Dimanche 11 septembre 2016, à 11h00, ont été inaugurés par Michel Decker, maire de Florange, accompagné de plusieurs élus du conseil municipal, le square Henri Demont et la rue François Royer, en hommage à ces deux florangeois héros de la seconde guerre mondiale. À l’issue des cérémonies, qui se sont déroulées devant des membres de l’UNC et de l’association Fensch Militaria ainsi que de nombreux florangeois, deux plaques commémoratives ont été dévoilées par les familles des deux héros.

Henri Demont est né le 28 juin 1921 à Saint-Amant de Bonnièvre (Charente). Veuf de Françoise GRAZI, ils auront 8 enfants. M. Demont a travaillé à l’UTE puis à TRANS-FENSCH, à Florange. En juin 1942, il rallie les Forces Françaises Libres en Afrique du Nord mais est stoppé dans son élan par les Franquistes qui l’interceptent. Il passe six mois dans les geôles espagnoles avant d’arriver en 1943 en Algérie via le Maroc. En juillet 1943, il s’engage volontairement au titre du Bataillon de choc alors en fonction à Staoueli, près d’Alger, et en septembre, il fait partie d’un détachement de 109 hommes envoyés en mission en Corse afin de soutenir l’insurrection déclenchée contre l’occupant par les maquisards.

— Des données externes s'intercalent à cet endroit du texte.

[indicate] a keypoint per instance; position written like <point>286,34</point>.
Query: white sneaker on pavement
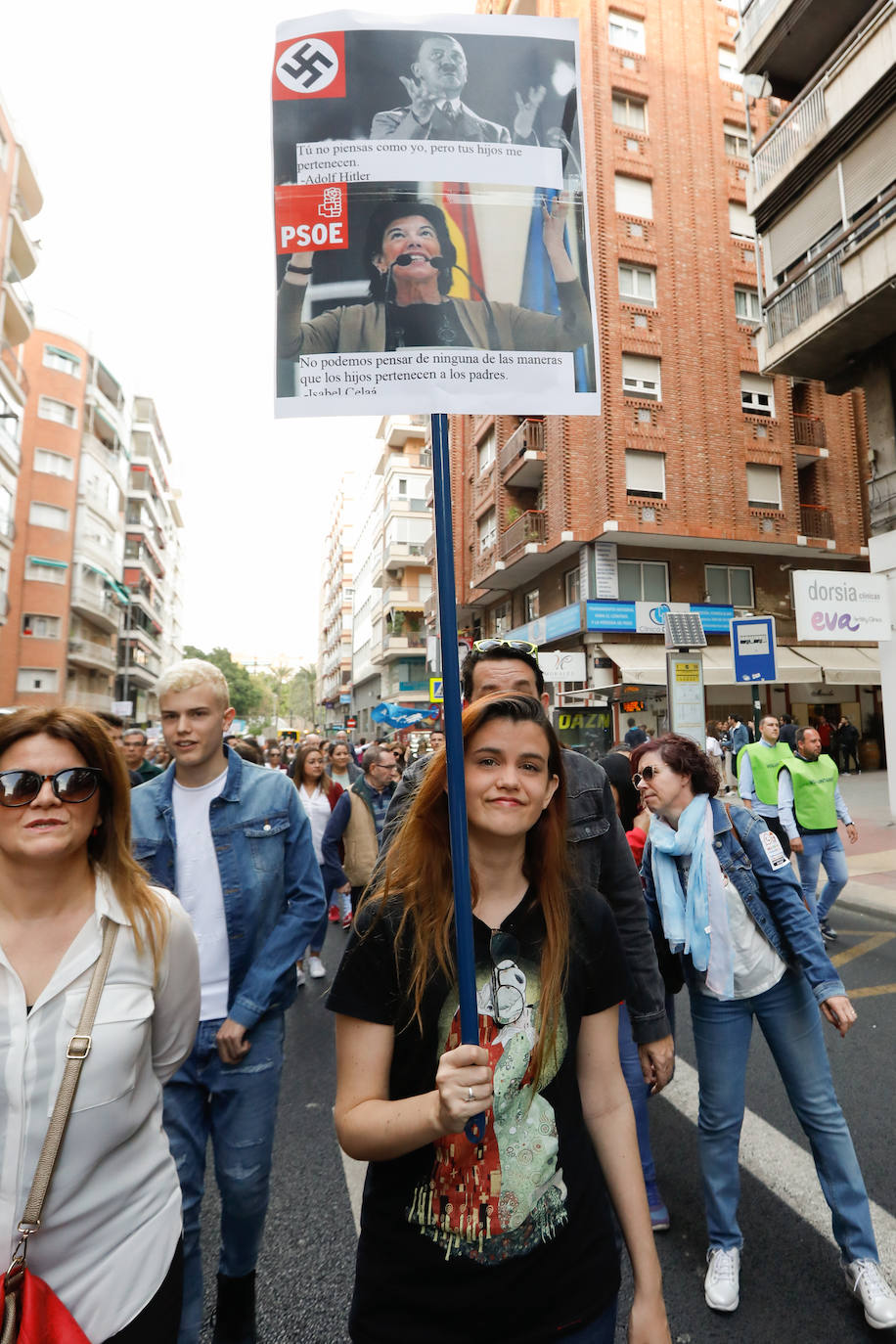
<point>722,1285</point>
<point>867,1282</point>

C’est le début d’une longue période de missions toutes aussi dangereuses les unes que les autres :

  • Juin 1944, conquête de l’Ile d’Elbe
  • Août 44 débarquement en Provence à Cavalaire
  • Puis, il participe aux libérations des villes de Toulon, Dijon, Belfort et de l’Alsace, où il est blessé, ainsi qu’à l’invasion de l’Allemagne.

Durant sa vie militaire, bien remplie, ses supérieurs lui reconnaissent courage, ténacité et dévouement et il reçoit pour ses états de service pas moins de douze décorations (une civile et onze militaires), dont la Croix de Guerre, la Médaille des évadés et internés, la légion d’Honneur et la Croix d’Officier de l’Ordre National du Mérite.

Il a raconté son odyssée dans un livre « le temps des illusions » édité par Florange Patrimoine et Culture. Décédé le 2 août 2015, Henri Demont habitait rue de Bourgogne, juste en face du square qui porte désormais son nom.


Né en 1920 et époux de Hélène Vellinger, François Royer a 5 enfants.

Il fréquente le séminaire jusqu’en philosophie avant d’être nommé instituteur et enseigne à Luttange puis à Laumesfeld jusqu’en 1943. Evadé, il devient maître d’internat dans un centre de jeunes travailleurs en Haute Vienne. Il entre ensuite au maquis et rejoint l’armée secrète à Bugeat (Corrèze). Il participera à la libération d’Ussel et sera décoré de la Croix de Guerre.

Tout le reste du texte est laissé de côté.